My So-Called FiLife: Mary Pilon

When I was four, my godmother gave me and my big brother piggy banks, with the hopes that between playing with Legos and watching Transformers, we would learn and practice fiscal responsibility. They sat side by side (mine was pink, his was blue) in our living room, staring off into space, gaudily reminding us to feed them with lucre.

Thing was, my brother told me that his blue bank was mine. So for months I eagerly deposited my hard-earned allowance, birthday funds and pennies found on the sidewalk in his bank — gleefully thinking that I was being responsible when, in fact, I was funding my brother’s Pepsi addiction. This continued for several months until my mom spotted me skipping to the blue bank to insert my latest room-cleaning funds. My mother calmly explained how my brother rooked me out of months of cash and to this day, we all joke that my brother owes me back payments-with interest.

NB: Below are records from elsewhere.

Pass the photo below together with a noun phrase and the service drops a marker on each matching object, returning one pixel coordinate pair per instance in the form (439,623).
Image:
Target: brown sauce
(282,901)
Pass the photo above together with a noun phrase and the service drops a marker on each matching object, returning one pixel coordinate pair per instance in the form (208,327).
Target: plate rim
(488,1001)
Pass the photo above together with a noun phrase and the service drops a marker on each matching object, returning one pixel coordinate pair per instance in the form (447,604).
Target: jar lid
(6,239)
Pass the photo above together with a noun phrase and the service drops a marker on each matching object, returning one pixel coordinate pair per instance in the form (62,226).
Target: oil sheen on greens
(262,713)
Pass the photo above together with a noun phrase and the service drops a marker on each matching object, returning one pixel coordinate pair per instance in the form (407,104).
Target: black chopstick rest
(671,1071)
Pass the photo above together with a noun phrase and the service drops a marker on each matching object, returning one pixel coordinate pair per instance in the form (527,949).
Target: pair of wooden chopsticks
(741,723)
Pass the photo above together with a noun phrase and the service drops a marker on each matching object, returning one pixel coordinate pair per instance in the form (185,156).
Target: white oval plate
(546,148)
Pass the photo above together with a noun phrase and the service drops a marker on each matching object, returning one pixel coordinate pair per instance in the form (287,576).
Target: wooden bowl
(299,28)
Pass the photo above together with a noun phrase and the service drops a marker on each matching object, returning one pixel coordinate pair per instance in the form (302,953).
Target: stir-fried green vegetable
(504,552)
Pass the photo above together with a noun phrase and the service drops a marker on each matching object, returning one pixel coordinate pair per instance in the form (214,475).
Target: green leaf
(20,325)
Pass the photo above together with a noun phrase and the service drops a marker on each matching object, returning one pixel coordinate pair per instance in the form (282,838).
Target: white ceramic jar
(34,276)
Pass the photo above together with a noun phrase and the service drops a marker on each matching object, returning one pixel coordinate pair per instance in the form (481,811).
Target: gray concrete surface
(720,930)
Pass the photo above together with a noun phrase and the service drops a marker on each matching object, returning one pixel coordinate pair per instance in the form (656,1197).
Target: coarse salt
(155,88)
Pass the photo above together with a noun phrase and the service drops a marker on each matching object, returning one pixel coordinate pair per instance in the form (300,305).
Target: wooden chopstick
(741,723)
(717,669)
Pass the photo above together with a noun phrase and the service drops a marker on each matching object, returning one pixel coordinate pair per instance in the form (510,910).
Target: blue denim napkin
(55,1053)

Perhaps as a result of getting ripped-off as a wee cherub, I’ve been paranoid about my money ever since. I’ve never had any credit-card debt, I stash away savings regularly, and I’ve written countless scholarship essays to fund my education. I listen with rage as my friends tell me about their ballooning debt, I clench my fists on the phone with financial-aid officers and I shudder when shoes I bought at full price go on sale the next day.

I now report live from the trenches of college. I’m a senior studying journalism and politics (two fields that foster my youngest-child obsession with fairness), and I regularly fight the battles of tuition hikes, inflated textbook prices and the rising cost of a slice of pizza. I’m fairly new to the personal finance beat (I’m used to writing about robotics and wine more than annuities, 401(k) plans and all the other gobbledygook out there), and as much as I occasionally relish reading the works of personal-finance crustwads, most of my money-related issues involve wrinkled dollar bills, post-it notes and credit cards loosely roaming around my purse. Sometimes, when I see my various e-statements all nice and neat (through no effort of my own, of course) on my laptop’s screen, I think I have my crap together. I don’t.

So here I am: less vulnerable than when I was four, but on a feisty crusade to ensure that my frequently manipulated demographic doesn’t unknowingly put their money in the wrong piggy bank. As for my brother? Well, he’s now fighting a raging battle with credit-card debt and loan payments. So there.